I looked into getSplitsForFile() fn of NLineInputFormat. I found that a InputStream is created for the input file & then its iterated and splits are created every n lines. Is it efficient? Particularly when this read operation is happening on 1 node before launching a mapper task. What if 1 have 5gb of file. Basically it means file data is seeked twice, once during the split creation & once during read from the mapper tasks. If this is a bottleneck how does hadoop job overrides this?
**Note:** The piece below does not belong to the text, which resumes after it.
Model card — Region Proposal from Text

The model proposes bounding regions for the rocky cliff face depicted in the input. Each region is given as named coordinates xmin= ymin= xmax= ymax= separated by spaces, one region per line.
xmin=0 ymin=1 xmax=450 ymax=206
public static List<FileSplit> getSplitsForFile(FileStatus status,
Configuration conf, int numLinesPerSplit) throws IOException {
List<FileSplit> splits = new ArrayList<FileSplit> ();
Path fileName = status.getPath();
if (status.isDirectory()) {
throw new IOException("Not a file: " + fileName);
}
FileSystem fs = fileName.getFileSystem(conf);
LineReader lr = null;
try {
FSDataInputStream in = fs.open(fileName);
lr = new LineReader(in, conf);
Text line = new Text();
int numLines = 0;
long begin = 0;
long length = 0;
int num = -1;
<!-- my part of concern start -->
while ((num = lr.readLine(line)) > 0) {
numLines++;
length += num;
if (numLines == numLinesPerSplit) {
splits.add(createFileSplit(fileName, begin, length));
begin += length;
length = 0;
numLines = 0;
}
}
<!-- my part of concern end -->
if (numLines != 0) {
splits.add(createFileSplit(fileName, begin, length));
}
} finally {
if (lr != null) {
lr.close();
}
}
return splits;
}
Editing to provide my usecase to clément-mathieu
My data sets are big input files 2gb approx each. Each line in the files represent a record that needs to be inserted into the database's table (in my case cassandra) I want to limit the bulk transactions to my database to every n-lines. I have succeeded to do this using nlineinputformat. My only concern is if there is a hidden performance bottleneck that might show up in production.